Mongolia is committed to resolving issues delaying expansion of the $6.6 billion Oyu Tolgoi copper and gold mine, the government said in a statement after a Rio Tinto Group unit failed to arrange funding for their joint project.
“The Government of Mongolia is flexibly available to prioritize and continue the discussions on terms and conditions of the project financing separate from any other issues,” according to a press release issued today by Erdenes Oyu Tolgoi LLC, the state-owned company that holds 34 percent of the mine.
Turquoise Hill Resources Ltd., the Rio Tinto unit which holds 66 percent of the mine, was unable to obtain long-term project financing for the project due to uncertainty over negotiations with the Mongolian government, the Vancouver-based company said in a statement on November 14.
In order to repay loans that would have been covered by project financing, Turquoise Hill may sell shares to raise as much as $2.4 billion, in an offer to be completed no later than Jan. 15, Rio Tinto said.

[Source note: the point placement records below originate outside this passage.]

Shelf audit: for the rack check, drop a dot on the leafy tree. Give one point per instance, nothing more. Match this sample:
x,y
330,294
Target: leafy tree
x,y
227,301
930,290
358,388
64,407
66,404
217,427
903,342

Rio Tinto, which manages the project through its 51 percent stake in Turquoise Hill, halted development of the mine’s underground expansion and laid off about 1,700 workers until discussions with the government on funding and other issues are resolved.
Talks will continue to resolve all issues, Erdenes OT said in the statement, adding that “the timing of shareholder approval and continuation of the underground expansion are dependent on the completion of the feasibility study and therefore not certain.”
The feasibility study is expected to be complete in the first half of 2014, Turquoise Hill said in its November 14 press release.
Oyu Tolgoi, located 80 kilometers (50 miles) north of the Chinese border, is forecast to account for about a third of Mongolia’s economy when in full operation. The first stage of the mine, which included development of an open pit and concentrator, cost around $6.6 billion. The second phase is expected to cost an additional $5.1 billion.